Gelungener Start mit Nummer 1
Im ersten Lauf war Flock mit Bahnrekord (57,22) im neuen Eiskanal „Eugenio Monti“ die Schnellste – 0,02 Sekunden vor Kreher und 0,19 vor der Britin Tabitha Stoecker. Letztere war am Start zwei Zehntelsekunden schneller als die Österreicherin, die mit der selbst gewählten Startnummer 1 aber die beste Linie fand. „Es ist wunderschön, wenn man ein olympisches Rennen mit der Nummer eins eröffnen darf“, sagte Flock bei ihren vierten Spielen.

  Ihre Rivalinnen machten im ersten Lauf noch allesamt Fehler, fanden im zweiten aber in die Spur. Pfeifer entriss Flock in 57,18 den Bahnrekord. „Der zweite Lauf war noch nicht perfekt, aber wesentlich besser.

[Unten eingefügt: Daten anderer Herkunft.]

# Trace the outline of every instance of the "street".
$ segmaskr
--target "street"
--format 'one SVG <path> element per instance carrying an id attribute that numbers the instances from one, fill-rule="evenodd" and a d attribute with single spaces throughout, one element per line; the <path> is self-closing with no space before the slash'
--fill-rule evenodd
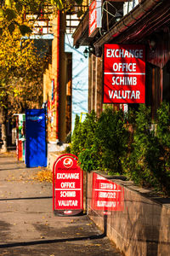
<path id="1" fill-rule="evenodd" d="M 0 154 L 0 255 L 121 255 L 88 216 L 54 216 L 52 183 L 35 179 L 40 170 Z"/>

Ich kann noch viel besser fahren und bin entspannt für morgen“, versicherte die 31-Jährige, wie Flock dreimalige Weltcup-Gesamtsiegerin und zweifache Saisonsiegerin.

Flock quetschte mit der zweitbesten Laufzeit noch einmal zwei Hundertstelsekunden auf Ex-Weltmeisterin Kreher heraus. Die britischen Mitfavoritinnen Stoecker und Freya Tarbit liegen nach zwei Durchgängen als Fünfte und Sechste bereits 0,53 bzw. 0,68 Sekunden zurück. Gesamtweltcupsiegerin Kim Meylemans aus Belgien (+0,84) landete noch hinter der Chinesin Zhao Dan (+0,69) auf Zwischenrang acht.

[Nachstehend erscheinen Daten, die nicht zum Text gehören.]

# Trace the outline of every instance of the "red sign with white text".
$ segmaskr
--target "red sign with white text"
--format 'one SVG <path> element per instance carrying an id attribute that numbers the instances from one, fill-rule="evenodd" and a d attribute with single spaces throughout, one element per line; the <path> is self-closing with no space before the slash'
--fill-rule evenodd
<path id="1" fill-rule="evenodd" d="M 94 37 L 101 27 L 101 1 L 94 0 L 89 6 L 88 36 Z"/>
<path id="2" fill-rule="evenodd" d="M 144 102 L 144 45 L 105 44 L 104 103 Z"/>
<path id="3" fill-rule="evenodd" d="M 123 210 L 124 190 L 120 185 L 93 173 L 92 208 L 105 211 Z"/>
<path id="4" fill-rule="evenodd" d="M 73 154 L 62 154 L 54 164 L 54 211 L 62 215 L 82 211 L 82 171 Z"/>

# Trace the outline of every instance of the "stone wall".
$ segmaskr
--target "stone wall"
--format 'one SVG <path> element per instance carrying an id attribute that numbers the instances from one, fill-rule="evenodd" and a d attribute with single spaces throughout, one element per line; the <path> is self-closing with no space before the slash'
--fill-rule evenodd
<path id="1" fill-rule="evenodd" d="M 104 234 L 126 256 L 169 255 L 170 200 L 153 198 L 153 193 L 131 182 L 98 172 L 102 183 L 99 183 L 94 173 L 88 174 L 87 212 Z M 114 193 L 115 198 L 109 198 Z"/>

Gesundheitliche Probleme überwunden
Eine Anfang Jänner im Training erlittene Gehirnerschütterung hatte Flock um die Chance auf ihren vierten Weltcup-Gesamtsieg gebracht. Dazu plagten die Tirolerin zuletzt immer wieder leichte Rückenprobleme. „Ich habe mir genügend Zeit gegeben“, erklärte Flock im ORF. „Deswegen stehe ich jetzt in einer guten Form da.“ Auf ihre fahrerischen Qualitäten konnte sich Flock an Tag eins in Cortina ohnehin verlassen.

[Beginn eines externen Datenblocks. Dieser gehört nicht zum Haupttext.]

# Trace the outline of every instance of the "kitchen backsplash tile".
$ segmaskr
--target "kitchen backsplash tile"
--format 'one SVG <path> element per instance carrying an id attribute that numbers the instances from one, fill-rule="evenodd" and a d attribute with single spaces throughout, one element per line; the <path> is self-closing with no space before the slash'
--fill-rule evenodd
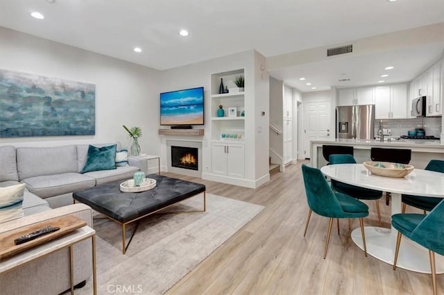
<path id="1" fill-rule="evenodd" d="M 377 134 L 379 120 L 375 121 L 375 134 Z M 391 129 L 392 136 L 407 135 L 410 130 L 422 128 L 426 135 L 441 135 L 441 117 L 382 120 L 384 128 Z"/>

Bei Olympia 2018 in Pyeongchang war Flock zur Halbzeit Zweite gewesen und hatte nach drei von vier Läufen sogar geführt. Am Ende reichte es aber um zwei Hundertstelsekunden nicht zu einer Medaille. Bei ihrer Olympia-Premiere 2014 in Sotschi sowie 2022 in Peking hatte Flock ihre Medaillenhoffnungen jeweils bereits nach dem ersten Tag begraben müssen, wurde schließlich Neunte bzw. Zehnte. Gold holte sich vor vier Jahren in China etwas überraschend Neise.